Wie sieht also die konkrete Lösung aus?
Der im Forschungsprojekt vorgeschlagene Lösungsansatz kombiniert modernste Machine-Learning-Technologien mit der sensorbasierten Überwachung elektrischer Signale von Kartoffeln, um das Auftreten von Keimen bereits Wochen im Voraus vorherzusagen. Im Vergleich zu bestehenden Methoden, die Keime erst nach dem Erscheinen sichtbarer Anzeichen erkennen, bietet diese Lösung einen klaren Vorteil. Die Methodik soll genutzt werden, um frühzeitige Keimentdeckungen bei Kartoffeln unter verschiedenen Bedingungen zu identifizieren – zum Beispiel bei unterschiedlichen Lagertemperaturen.
Zudem wird dabei auf Techniken der «erklärungsfähigen künstlichen Intelligenz» gesetzt. Diese gewinnen Einblicke in das vorliegende Problem, indem sie den Denkprozess der Machine-Learning-Algorithmen zur Erreichung bestimmter Entscheidungen erläutern und das Vertrauen in die Lösung stärken. Die frühzeitige Erkennung von Keimen ermöglicht schliesslich Verbesserungen in anderen landwirtschaftlichen Prozessen, wie zum Beispiel der Optimierung des Kartoffel-Lagermanagements.

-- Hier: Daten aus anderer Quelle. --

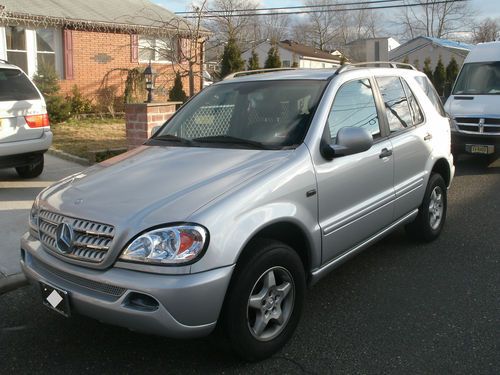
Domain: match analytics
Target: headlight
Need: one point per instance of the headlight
(33, 219)
(170, 245)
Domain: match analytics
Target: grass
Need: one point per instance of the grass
(81, 137)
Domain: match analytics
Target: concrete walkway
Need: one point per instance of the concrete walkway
(16, 198)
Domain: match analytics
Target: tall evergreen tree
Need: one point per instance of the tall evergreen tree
(273, 58)
(231, 58)
(439, 77)
(177, 93)
(253, 61)
(427, 68)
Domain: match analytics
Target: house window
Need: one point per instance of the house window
(17, 53)
(29, 49)
(157, 50)
(45, 47)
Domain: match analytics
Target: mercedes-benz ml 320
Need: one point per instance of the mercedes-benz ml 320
(257, 187)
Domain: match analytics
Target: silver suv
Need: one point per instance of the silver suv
(256, 188)
(24, 123)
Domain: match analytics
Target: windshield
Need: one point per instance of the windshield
(14, 85)
(479, 79)
(257, 115)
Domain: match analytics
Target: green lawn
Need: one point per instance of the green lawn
(79, 137)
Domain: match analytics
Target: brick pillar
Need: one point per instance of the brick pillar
(141, 118)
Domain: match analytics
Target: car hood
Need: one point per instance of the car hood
(479, 105)
(152, 185)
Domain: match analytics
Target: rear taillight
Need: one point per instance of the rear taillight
(37, 121)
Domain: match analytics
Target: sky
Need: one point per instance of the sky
(483, 8)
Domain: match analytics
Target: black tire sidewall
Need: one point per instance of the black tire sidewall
(265, 255)
(428, 232)
(32, 170)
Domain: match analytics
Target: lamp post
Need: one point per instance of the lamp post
(149, 75)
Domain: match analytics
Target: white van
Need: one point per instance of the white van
(24, 123)
(474, 104)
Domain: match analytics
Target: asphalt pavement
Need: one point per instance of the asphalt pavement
(397, 308)
(16, 198)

Positive Auswirkungen auf globaler und lokaler Ebene
Die Keimungsvorhersage kann eine nachhaltigere Verarbeitung von Kartoffeln ermöglichen. Die vorgeschlagene und weiter zu erforschende Methode beabsichtigt ein besseres Timing der Behandlungen zur Unterdrückung der Keimung. Zugleich sollte die Anzahl der Produktanwendungen reduziert werden können, aber die gleiche Wirksamkeit garantieren. Weniger Behandlungen verringern die Wahrscheinlichkeit von Rückständen im Endprodukt, was der Umwelt und der menschlichen Gesundheit zugutekommt. Darüber hinaus erlaubt eine bessere zeitliche Abstimmung der Anwendungen, dass Kartoffeln länger gelagert werden können. Auch fallen weniger Abfälle an, wodurch die lokalen Ressourcen maximiert und ein nachhaltiger verantwortungsvoller Konsum von Kartoffelprodukten gefördert werden.